Another paradox: Every instance has a Class. A Class is also an instance of a Class. That object also has a Class, and that instance of a Class also has a Class, and so on. It was turtles all the way down.

hrmmm... sounds like a coinductive description https://en.wikipedia.org/wiki/Coinduction

(i've done a bit of modelling using coinduction, and it has a very funky but precise relationship with immutable object oriented program descriptions)

Good work - but can we just take a minute to look at this...

> Over the past two years, the snapshot has nearly tripled in size, going from roughly 600 KB in early 2016 to over 1500 KB today.

1.5MB per snapshot... per tab effectively! It's crazy how wasteful we've become.

I have thought for awhile, and continue to think, that developers avoid "premature" optimization too fiercely. Yes, there are diminishing returns with optimization effort, but too often people interpret "avoid premature optimization" as "never optimize unless it feels slow, and even then only if it feels slow when it's the only thing running. Otherwise, blame everything else that is running first!"

Not to mention that the "never optimize until it feels slow" judgement calls are usually conducted on Macbook Pros with fast internet.

Oh absolutely.
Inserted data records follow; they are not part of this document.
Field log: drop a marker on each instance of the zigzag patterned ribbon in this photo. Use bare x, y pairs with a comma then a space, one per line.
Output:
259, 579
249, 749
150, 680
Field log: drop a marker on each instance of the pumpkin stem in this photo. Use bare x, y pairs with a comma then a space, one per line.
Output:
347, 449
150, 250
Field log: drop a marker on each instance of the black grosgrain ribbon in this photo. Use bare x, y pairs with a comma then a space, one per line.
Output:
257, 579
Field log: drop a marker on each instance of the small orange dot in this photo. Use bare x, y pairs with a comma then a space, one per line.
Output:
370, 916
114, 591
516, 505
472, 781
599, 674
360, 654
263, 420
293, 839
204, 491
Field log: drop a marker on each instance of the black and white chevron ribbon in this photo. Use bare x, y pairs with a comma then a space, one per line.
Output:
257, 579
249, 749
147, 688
I have been noticing this is starting to happen with SSDs as well. A lot of modern games run awful on mechanical drives.

that's unfortunately because we are pushing fancier and fancier models with higher and higher resolution textures

Indeed, the quote of Knuth on this is followed immediately by not neglecting that critical minority of code where it matters.

Sadly, the promise of zero cost abstraction is a huge siren call. And not likely to change anytime soon.
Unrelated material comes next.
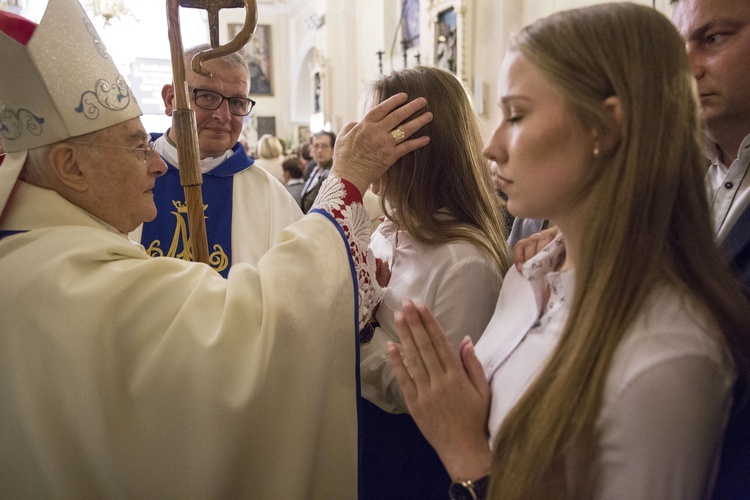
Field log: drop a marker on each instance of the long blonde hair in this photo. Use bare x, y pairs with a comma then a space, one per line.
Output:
649, 224
442, 192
"Zero cost abstraction" is like a sarcastic joke at this point in web development. If you pull up performance comparisons for web backends, a lot of the popular ones based on interpreted languages are absolutely abysmal when compared to c++ or Java code (Node is a good example). Many definitely have streamlined development workflows and have nice, high-level abstractions, but at a cost to performance. I don't mean that Node is useless or something, sometimes it makes sense, but it still forces you to compromise.

Front-end frameworks are even worse. A lot of older (but not "ancient") PCs are unusable on the modern web because of poorly-optimized JS or Adobe Flash (a decent portion of this issue is also due to the inherent inefficiency of JS and Flash as well). Fortunately, Google has been making strides with V8, Mozilla did awesome with Firefox "Quantum" and everyone is slowly ditching Flash, but performance still seems to be an ever-present issue.

Fully agreed. I might extend it beyond web.

It does seem to be getting comical.

I vaguely remember Lars Bek saying ~8 years ago that the snapshot size was 50kb (at the time).

Couldn’t they do this with a copy-on-write initial heap that all the engine instances clone?

I think that's pretty close to what they're doing, really. Though usually COW refers to doing things on a page by page basis, which probably would not be as effective (since it would copy entire pages, when only a little was needed, so unless you were careful to put related function close together, you'd copy a lot more of the heap than you really want).

You're probably right though. I bet they end up closer and closer to that. Possibly even sharing pages that can't be modified, like code objects. That's what the last sentence or two seems to allude to. Eventually, they'll pretty much be reinventing shared libraries for the JavaScript world. Not that that's a bad thing.

Shared libs with security related side-channel leakage?

@dang Could this be replaced with the non-mobile link?


Updated. Thanks!

Whoops! Forgot you're sharing the load with dang now. Thanks!